Da Vinci's Bicycle - Guy Davenport (e novels to read TXT) 📗
- Author: Guy Davenport
Book online «Da Vinci's Bicycle - Guy Davenport (e novels to read TXT) 📗». Author Guy Davenport
God, what an ostentatio. From that he came to this, no doubt by ways as mazy as Roman streets.
— Help me dig, and keep quiet, I said.
He hopped down beside me, hot as a stove with fever, and plunged his stringy arms into the sand. His one eye had horse terror in it, unblinking and staring. It was a bawdy eye in its day, eloquent of suggestion, when I had seen him cavorting in his feathers like an ostrich with piles, luring customers to his cellar where he presided as master of ceremonies over sottish musicians whose flesh was the color of lead. They played what they called antique Greek music while one of the boys humped a miserable old nanny goat, and the hippopotamine whore, she of the tamborine, danced the shimmy, and Caepoculus did the act for which he had a certain vogue. He lifted his tail feathers and farted in various styles announced beforehand in a solemn voice. A cultivated swain easing a squeak of sewer gas past the attention of a hera. A senator inadvertently punctuating his bombast with garlicky trumpetings. A poet’s lyric toot while in rapture. A judge’s authoritative peditum. A Christian’s pious hiss. Imperator Nero’s thunderous role and clap.
I remembered my geology, I remembered wells, the nature of earth, the evidence of the weeds, which were richer over my nook of the island than elsewhere. My hands bled, my nails tore. I had to stop Caepoculus and teach him how. I made a hole so deep my arms were in to the shoulders to get the next scoop of sand, wet sand, wet sand.
We damned the inlet with what we dug out, adding rocks for strength. The sea could not slosh in.
That is my shield against the Gorgon stare when the drums beat and the awful trumpets blow for the day’s work in this monster of a ditch. I slog off to the latrines, to the messline, clanking in step with my brothers along the chain, to the great gully the sides of which are deep enough to make twilight of its bottom. For I am Rufus.
We found water.
I DO NOT KNOW where I am. I live in the oak Volscna, who is a thousand years old. Trees are people I have learned. There is too dark a difference between me and the animals. I cannot understand what they are doing, so busy all the time.
But trees like me, I think. I can hang from their boughs like a pear, an olive, an apple. They eat light. Volscna tells me tales, old, old tales. He remembers when elks were the kings of the world. He remembers the Etruscans, who watched the lightning with him. He has seen the sun black at noon. He calls me one who moves in winter.
I have been with ships on the sea, so far that the horizon is water all the way around, I have flown with the kestrels to their nests, I have been down to the bottom of the sea and watched spiders frail as hairs walking through forests of coral. The Consiliarii have abandoned me. I go by feel. I long to know the animals, to whom I am a stranger, perhaps forever.
In the oak Volscna I can lose myself in leaf after leaf, where light is fermented and all smells of a sharp green, in the mellow brown acorns, in the mistletoe. I can get close to the owls when they are asleep.

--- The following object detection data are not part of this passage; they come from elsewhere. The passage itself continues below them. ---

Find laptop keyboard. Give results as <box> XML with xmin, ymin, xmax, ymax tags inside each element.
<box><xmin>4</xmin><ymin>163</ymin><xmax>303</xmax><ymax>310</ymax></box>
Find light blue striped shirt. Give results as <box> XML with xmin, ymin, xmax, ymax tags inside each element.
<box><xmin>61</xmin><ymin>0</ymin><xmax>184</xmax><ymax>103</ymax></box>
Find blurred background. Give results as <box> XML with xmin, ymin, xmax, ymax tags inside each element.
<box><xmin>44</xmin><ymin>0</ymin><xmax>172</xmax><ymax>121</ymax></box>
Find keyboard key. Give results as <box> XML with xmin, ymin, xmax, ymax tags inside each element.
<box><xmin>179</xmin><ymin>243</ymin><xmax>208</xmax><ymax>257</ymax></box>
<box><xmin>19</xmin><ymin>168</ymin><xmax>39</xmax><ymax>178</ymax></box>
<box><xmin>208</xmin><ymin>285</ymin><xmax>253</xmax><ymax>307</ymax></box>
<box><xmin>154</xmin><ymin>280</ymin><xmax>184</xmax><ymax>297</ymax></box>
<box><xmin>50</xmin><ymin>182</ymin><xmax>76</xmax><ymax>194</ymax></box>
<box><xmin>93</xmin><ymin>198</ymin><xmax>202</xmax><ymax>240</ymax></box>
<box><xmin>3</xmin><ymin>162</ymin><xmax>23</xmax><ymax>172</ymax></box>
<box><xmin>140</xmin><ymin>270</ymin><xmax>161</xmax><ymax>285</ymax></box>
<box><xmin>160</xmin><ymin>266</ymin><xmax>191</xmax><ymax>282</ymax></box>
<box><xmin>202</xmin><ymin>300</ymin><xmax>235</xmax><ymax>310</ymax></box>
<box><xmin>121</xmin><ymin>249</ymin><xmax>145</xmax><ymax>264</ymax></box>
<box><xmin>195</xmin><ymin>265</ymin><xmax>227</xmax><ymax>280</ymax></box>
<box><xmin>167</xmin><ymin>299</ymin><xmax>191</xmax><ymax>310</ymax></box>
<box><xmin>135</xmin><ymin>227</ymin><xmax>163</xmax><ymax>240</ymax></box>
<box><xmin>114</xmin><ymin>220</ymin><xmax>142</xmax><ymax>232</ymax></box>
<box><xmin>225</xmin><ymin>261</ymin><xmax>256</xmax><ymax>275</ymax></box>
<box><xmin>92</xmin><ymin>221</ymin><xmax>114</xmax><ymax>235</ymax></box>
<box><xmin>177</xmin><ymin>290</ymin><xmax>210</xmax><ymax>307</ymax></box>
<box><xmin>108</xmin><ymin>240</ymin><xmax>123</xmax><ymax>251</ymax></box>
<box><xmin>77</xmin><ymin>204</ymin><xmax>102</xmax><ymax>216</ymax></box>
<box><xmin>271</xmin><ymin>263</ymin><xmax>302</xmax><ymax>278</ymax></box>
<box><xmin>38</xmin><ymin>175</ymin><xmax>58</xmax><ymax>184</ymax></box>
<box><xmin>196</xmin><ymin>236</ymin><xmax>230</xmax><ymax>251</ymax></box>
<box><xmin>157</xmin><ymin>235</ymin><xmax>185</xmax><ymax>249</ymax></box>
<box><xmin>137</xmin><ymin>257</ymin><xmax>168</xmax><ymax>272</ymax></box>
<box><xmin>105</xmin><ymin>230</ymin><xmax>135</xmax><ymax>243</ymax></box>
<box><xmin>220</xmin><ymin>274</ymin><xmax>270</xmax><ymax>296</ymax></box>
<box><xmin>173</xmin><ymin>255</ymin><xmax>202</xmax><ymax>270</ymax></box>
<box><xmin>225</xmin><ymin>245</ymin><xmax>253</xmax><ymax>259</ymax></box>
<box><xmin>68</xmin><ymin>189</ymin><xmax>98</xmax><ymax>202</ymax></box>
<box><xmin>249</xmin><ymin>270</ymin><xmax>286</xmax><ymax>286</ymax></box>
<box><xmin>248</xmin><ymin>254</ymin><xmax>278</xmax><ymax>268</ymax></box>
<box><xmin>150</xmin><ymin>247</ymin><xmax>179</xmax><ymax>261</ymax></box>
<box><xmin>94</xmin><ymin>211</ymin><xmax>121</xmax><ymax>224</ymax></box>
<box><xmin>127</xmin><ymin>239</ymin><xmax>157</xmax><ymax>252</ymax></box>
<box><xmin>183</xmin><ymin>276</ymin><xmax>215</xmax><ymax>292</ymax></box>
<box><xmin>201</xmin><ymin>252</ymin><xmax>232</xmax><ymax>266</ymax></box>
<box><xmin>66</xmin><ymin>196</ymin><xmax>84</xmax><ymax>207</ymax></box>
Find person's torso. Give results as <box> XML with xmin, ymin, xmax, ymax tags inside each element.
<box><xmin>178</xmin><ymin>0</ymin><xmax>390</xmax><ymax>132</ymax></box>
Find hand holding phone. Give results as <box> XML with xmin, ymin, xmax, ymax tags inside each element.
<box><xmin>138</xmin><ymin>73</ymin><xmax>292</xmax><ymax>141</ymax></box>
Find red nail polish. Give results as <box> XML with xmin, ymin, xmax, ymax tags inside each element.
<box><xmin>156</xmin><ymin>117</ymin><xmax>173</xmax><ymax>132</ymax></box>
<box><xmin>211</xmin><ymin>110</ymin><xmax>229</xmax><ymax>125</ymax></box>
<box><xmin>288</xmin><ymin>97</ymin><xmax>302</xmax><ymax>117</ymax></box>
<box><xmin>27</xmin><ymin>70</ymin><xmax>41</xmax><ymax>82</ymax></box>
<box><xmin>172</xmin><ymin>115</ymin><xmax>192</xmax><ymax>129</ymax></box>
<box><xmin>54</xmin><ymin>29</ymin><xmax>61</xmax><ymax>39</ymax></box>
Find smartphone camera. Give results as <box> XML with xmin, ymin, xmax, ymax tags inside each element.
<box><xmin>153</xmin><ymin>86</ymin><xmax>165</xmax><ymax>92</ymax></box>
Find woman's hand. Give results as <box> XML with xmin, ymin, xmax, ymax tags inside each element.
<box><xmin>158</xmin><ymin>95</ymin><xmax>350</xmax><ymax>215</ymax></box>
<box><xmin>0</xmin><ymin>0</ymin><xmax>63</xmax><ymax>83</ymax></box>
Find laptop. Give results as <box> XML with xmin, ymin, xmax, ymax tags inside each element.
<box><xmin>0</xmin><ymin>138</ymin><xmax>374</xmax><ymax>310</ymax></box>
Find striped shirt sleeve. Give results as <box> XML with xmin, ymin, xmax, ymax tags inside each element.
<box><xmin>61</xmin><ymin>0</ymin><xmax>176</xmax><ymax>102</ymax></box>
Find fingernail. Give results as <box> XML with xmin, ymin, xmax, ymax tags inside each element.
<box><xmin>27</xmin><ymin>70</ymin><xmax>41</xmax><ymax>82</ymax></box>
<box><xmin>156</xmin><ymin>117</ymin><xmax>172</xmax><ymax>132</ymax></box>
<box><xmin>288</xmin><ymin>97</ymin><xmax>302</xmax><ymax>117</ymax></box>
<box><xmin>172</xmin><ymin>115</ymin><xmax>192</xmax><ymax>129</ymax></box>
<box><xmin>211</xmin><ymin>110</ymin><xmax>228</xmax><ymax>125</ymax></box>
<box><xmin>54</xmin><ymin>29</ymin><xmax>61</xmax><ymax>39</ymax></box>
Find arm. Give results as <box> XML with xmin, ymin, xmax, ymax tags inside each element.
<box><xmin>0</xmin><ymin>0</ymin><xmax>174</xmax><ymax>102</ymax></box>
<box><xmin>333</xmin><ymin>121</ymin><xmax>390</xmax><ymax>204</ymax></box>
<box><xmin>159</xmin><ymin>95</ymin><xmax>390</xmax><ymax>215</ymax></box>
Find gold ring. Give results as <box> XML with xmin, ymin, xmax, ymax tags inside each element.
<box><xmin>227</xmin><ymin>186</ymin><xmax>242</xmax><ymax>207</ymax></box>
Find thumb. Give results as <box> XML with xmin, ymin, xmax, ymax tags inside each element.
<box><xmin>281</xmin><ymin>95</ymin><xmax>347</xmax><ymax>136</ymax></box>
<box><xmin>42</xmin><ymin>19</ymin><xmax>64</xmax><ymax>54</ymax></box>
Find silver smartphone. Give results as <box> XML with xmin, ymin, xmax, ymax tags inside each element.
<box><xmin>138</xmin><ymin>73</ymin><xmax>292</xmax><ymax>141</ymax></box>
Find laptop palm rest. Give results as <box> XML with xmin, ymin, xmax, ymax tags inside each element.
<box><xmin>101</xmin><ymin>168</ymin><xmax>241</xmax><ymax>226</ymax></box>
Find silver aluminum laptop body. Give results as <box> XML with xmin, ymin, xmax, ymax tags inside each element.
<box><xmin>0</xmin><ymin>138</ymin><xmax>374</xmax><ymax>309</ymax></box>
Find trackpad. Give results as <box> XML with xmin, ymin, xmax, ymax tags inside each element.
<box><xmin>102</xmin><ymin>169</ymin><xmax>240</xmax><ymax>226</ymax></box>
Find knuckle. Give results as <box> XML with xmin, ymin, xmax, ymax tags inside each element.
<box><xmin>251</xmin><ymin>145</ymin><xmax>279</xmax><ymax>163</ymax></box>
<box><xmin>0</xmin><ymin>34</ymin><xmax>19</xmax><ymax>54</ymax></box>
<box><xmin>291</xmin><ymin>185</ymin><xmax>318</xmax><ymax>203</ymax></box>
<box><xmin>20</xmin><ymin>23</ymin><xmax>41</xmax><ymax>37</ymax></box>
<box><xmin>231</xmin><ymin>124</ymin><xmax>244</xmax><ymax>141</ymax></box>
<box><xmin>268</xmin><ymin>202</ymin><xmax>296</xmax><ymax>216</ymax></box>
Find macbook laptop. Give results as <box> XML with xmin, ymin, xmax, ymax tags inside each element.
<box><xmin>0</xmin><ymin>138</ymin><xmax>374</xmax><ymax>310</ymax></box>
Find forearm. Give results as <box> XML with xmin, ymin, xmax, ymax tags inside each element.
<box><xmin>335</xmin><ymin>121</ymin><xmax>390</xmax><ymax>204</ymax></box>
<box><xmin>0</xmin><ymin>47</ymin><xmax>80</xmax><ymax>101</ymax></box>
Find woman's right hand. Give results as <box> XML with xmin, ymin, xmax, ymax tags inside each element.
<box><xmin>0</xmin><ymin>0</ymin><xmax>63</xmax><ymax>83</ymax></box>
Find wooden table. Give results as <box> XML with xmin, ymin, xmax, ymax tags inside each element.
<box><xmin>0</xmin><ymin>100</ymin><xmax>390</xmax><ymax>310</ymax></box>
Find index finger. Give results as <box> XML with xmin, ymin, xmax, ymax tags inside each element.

At night we watch the stars, Volscna and I, the moon and the planets.
The Wooden Dove of Archytas
INTO THE EYE of the wind it flew, lollop and bob as it butted rimples and funnels of air until it struck a balance and rode the void with a brave address. We all cried with delight.
My name is Aristopolites, called Trips. One of a wheen of tanlings enrolled in the gymnasium, where we learn to double the volume of a cube, chart harmonic proportions, wrestle, saltate, construe Homer, and sing, we also learn that the universe runs by strict laws which are at the mercy of chance.
The wooden dove was culver trim and very like, no gaudy anywhere about it. Its eyes were painted on, a circle with a dot inside, larger than natural, so that it goggled like an owl. It even had cronets made of byssus of the penna that splayed between its toes. It was the gazingstock of Taras for days before it flew. When important people came to see it, our handsomest oxboy would bring it on the flat of his hands, like Cora with the pomegranate, padding with his toes turned in. We littles, whose pizzles are no bigger than the gaster of a wasp, as the lizards tease us, were not allowed even to touch it.
When its works were explained to us at school, I told at table that Archytas the Pythagorean had made a wooden pigeon that could fly. Mama said I was neglecting my squash, Pappos crinkled his eyes, which is his way of laughing when his mouth is full, and Pappas asked how, by the cullions of Hermes.
— By steam, I said.
— By steam, Pappas said, to himself, the way you repeat something you want to remember.
— Out its bung, I suppose, he added, wiping honey from his beard and licking his fingers.
— Not only that, I said. The steam is going to be compressed inside, and will turn cogs with ratchets that will flap the wings. Most of the steam, it is true, will hiss out from under the tail and shoot the dove forward.